A New Jersey gym owner on Friday became the first person to plead guilty to assaulting a law enforcement officer during the Jan. 6 riot at the U.S. Capitol.
Scott Fairlamb’s deal with federal prosecutors could be a benchmark for dozens of other cases in which Capitol rioters clashed with police. Fairlamb’s attorney said prosecutors will recommend a prison sentence ranging from about 3 1/2 to 4 1/4 years, but the judge isn’t bound by that term of the plea agreement.
His plea comes less than two weeks after a group of police officers testified at a congressional hearing about their harrowing confrontations with the mob of insurrectionists. Five officers who were at the Capitol that day have died, four of them by suicide. The Justice Department has said that rioters assaulted approximately 140 police officers on Jan. 6. About 80 of them were U.S. Capitol Police officers and about 60 were from the Washington, D.C., Metropolitan Police Department.
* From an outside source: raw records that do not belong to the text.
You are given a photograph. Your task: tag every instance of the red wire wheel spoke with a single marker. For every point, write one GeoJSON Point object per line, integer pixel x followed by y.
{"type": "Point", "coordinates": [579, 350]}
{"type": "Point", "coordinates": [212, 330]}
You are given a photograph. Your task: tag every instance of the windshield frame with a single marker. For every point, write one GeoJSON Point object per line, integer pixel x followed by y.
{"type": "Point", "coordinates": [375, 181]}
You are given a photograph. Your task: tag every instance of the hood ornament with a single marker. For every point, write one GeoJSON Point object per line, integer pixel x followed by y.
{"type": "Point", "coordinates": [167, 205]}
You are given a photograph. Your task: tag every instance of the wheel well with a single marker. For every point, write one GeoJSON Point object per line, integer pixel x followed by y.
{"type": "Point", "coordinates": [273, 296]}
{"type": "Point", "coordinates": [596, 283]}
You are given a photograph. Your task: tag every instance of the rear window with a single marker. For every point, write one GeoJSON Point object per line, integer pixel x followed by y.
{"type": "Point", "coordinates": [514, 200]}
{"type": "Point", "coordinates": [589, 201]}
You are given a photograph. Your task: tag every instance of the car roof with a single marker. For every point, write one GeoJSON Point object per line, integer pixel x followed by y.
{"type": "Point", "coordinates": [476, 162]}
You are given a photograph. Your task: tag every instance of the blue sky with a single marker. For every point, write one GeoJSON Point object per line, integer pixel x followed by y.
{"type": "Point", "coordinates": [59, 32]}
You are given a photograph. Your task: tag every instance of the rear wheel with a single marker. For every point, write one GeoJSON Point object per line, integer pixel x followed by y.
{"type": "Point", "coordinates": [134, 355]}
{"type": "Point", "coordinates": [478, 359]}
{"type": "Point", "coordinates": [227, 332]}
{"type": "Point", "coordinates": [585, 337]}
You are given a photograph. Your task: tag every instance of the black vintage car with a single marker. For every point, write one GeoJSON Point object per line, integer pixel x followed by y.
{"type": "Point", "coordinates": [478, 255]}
Fairlamb, a former mixed martial arts fighter whose brother is a U.S. Secret Service agent, was one of the very first rioters to breach the Capitol after other rioters smashed windows using riot shields and kicked out a locked door, according to federal prosecutors. After leaving the building, Fairlamb harassed a line of police officers, shouting in their faces and blocking their progress through the mob, prosecutors wrote in a court filing.
A video showed him holding a collapsible baton and shouting, and shouting, “What (do) patriots do? We f——— disarm them and then we storm the f——— Capitol!”
U.S. District Judge Royce Lamberth accepted the plea for Fairlamb, who has been jailed since his Jan. 22 arrest at his home in Stockholm, New Jersey.
Fairlamb, 44, pleaded guilty to two counts, obstruction of an official proceeding and assaulting a Metropolitan Police Department officer. The counts carry a maximum of more than 20 years in prison.
He had been indicted on 12 counts, including civil disorder, assaulting a police officer and engaging in physical violence in a restricted building or grounds.